The silence that followed was oddly comfortable -reverential rather than awkward.

"Damn," said McKay again, softly, nothing but honest sympathy in his voice. There was another long moment of thoughtful silence, and then McKay spoke again.

"You know, some of the knuckleheads from your division -you are head of engineering, right?" Radek nodded, amused that although the man could not remember his name, he knew his field.

"Good," he continued, "anyway, they claim to have discovered a room full of 'spaceships'," McKay made the quotes around the word very distinct, "and I was gong to go see for myself, but you're the one who really ought to be checking them out."

"I suppose so," said Radek, thinking, 'spaceships?' There are spaceships?

"From what I understand they're in a nice big room, with no windows too," McKay went on, "so that's definitely where you belong. I've got more than enough work waiting for me in the control room anyhow."

"That sounds... quite reasonable," Radek said, and then Dr. McKay told him how to find this room.

Walking into the cavernous space that would later come to be known as the 'jumper bay' was the moment that Radek Zelenka's life changed. It was the moment that everything else in his life had been a prelude to, though he could never have guessed it till that moment. Certainly several other momentous things occurred that day, none of which Radek would ever forget, and several of which could easily be considered life changing, but they came and went. The puddle jumpers would become part of who he was for the rest of his life.

Still, before the day was over Radek had to endure the terrifying moment when McKay called to let him know that his worst fears were coming true -that the city was flooding- and that he had mere minutes to figure out how to make those spaceships fly because they might be their only means of escape. Then there was the moment when -as all hope seemed lost- Radek had felt the city tremble and then free herself from the shackles that held her at the bottom of the sea. He'd stumbled, with the rest of the engineers and technicians working in the jumper bay, towards the windows then, in time to see the city shake off her watery shroud and leap, gleaming and triumphant, up into the sunlight.

That was a moment Radek would never forget for as long as he lived, and later he would try to tell his sister about it, even as he knew that the military censors would never let her hear the whole of it, and that his words could never do it justice anyhow. Instead, when he saw her in person later still, he would tell her the thing that he only realized some days later. When Radek Zelenka had risen from the bottom of the sea with the ancient city of Atlantis, that part of him trapped in a moment of horror at the bottom of the Labe river, decades ago, had broken free as well.

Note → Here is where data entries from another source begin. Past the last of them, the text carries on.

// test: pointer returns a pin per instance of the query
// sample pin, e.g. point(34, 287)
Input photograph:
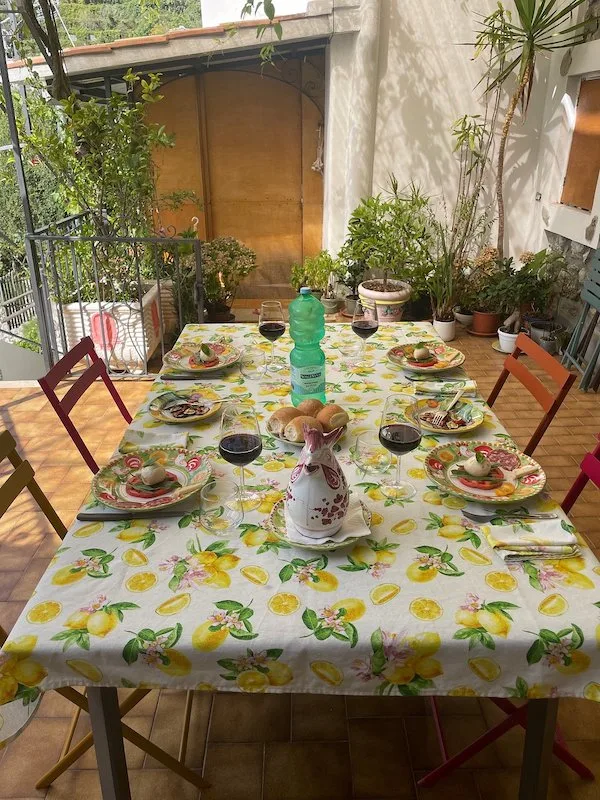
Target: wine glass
point(399, 433)
point(240, 443)
point(271, 325)
point(364, 323)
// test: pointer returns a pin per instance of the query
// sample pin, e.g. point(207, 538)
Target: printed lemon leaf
point(131, 651)
point(536, 652)
point(229, 605)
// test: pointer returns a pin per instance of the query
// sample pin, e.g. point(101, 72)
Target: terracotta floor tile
point(307, 771)
point(318, 717)
point(380, 759)
point(235, 771)
point(250, 718)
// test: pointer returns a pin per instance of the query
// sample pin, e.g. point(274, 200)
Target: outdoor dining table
point(188, 610)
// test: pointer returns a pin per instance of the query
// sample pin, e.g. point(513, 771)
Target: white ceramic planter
point(506, 340)
point(130, 334)
point(390, 305)
point(445, 330)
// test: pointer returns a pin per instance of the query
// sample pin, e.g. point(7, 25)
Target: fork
point(440, 416)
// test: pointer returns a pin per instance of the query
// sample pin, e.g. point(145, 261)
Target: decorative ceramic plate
point(445, 357)
point(166, 407)
point(444, 459)
point(301, 444)
point(185, 358)
point(119, 485)
point(277, 525)
point(431, 405)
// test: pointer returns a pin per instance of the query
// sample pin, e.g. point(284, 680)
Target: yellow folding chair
point(23, 477)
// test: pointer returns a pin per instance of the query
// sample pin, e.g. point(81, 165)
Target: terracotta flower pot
point(390, 304)
point(485, 323)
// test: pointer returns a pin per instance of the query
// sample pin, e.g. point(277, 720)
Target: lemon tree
point(330, 622)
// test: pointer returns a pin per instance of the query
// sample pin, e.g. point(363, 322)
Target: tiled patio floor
point(261, 747)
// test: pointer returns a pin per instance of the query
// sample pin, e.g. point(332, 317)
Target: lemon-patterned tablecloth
point(422, 606)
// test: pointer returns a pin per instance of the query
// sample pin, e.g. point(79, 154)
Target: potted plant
point(314, 272)
point(390, 236)
point(225, 263)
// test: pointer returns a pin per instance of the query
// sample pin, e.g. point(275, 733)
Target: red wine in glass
point(240, 448)
point(271, 330)
point(365, 327)
point(400, 438)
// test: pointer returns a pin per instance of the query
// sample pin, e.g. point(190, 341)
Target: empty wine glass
point(271, 325)
point(240, 443)
point(399, 434)
point(365, 323)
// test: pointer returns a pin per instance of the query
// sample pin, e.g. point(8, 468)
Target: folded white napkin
point(354, 525)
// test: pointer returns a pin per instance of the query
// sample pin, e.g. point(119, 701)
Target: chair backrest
point(23, 477)
point(590, 471)
point(97, 369)
point(549, 402)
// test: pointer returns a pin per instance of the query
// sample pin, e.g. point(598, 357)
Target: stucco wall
point(425, 81)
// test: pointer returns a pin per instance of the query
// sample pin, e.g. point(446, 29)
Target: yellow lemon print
point(66, 575)
point(141, 582)
point(426, 609)
point(252, 681)
point(404, 526)
point(473, 557)
point(283, 603)
point(255, 574)
point(501, 581)
point(174, 605)
point(279, 674)
point(592, 692)
point(44, 612)
point(354, 608)
point(89, 671)
point(134, 558)
point(179, 665)
point(485, 668)
point(206, 640)
point(383, 593)
point(327, 672)
point(22, 646)
point(553, 606)
point(88, 530)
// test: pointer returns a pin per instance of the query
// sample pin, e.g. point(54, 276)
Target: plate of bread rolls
point(287, 423)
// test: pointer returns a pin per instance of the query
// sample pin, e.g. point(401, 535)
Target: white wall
point(426, 80)
point(214, 12)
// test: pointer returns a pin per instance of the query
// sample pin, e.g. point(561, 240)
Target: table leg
point(108, 741)
point(537, 752)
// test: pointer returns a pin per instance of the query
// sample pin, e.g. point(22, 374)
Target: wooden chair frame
point(549, 402)
point(97, 369)
point(23, 477)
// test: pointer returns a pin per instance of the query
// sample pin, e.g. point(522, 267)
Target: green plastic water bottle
point(307, 360)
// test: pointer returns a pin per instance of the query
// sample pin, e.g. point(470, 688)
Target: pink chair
point(590, 471)
point(96, 369)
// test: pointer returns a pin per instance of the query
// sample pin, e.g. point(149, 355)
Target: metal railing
point(132, 295)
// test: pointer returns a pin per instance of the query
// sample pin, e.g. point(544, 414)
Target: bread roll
point(332, 417)
point(310, 407)
point(294, 430)
point(280, 419)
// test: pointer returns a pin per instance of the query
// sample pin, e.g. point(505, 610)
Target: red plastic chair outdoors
point(548, 401)
point(96, 369)
point(590, 471)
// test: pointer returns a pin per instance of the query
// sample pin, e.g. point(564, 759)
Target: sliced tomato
point(482, 483)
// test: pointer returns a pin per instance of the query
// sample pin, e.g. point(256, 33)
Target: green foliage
point(315, 271)
point(391, 233)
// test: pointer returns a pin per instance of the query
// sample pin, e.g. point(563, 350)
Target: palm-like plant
point(512, 47)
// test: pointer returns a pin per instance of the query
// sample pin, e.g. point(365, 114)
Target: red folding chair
point(590, 471)
point(96, 369)
point(548, 401)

Radek would never be entirely comfortable around water, and he would never learn how to swim, but he would never be drawn back to that moment again either -not even when McKay had found himself in unpleasantly similar circumstances and it had fallen to him to get his boss out. Radek had shaken off those chains of the past, just as Atlantis had freed herself of hers, and while she had become a human inhabited city that day, dwelling under the sun and sky, Radek had become a spaceship engineer.

Just as the Ancient city had come to life and shone under the sun's bright rays, Radek felt himself come alive, in ways he had not since he was a young man, as he immersed himself in the magnificent and elegant systems that it was now his job to decipher. Atlantis had become his home, his life, and his salvation that day, and he'd known all of that by the time that first day ended.

It was a while before Radek realized the nature of the other gift he'd received on that day, though in the end it was nearly as important as all the others. Standing before that terrifying wall of water, and confessing their fears to one another, Dr. Rodney McKay and Dr. Radek Zelenka had begun a friendship that would mean more to both of them, perhaps even than the Ancient city who's secrets they would chase together. Thankfully, they were never made to choose.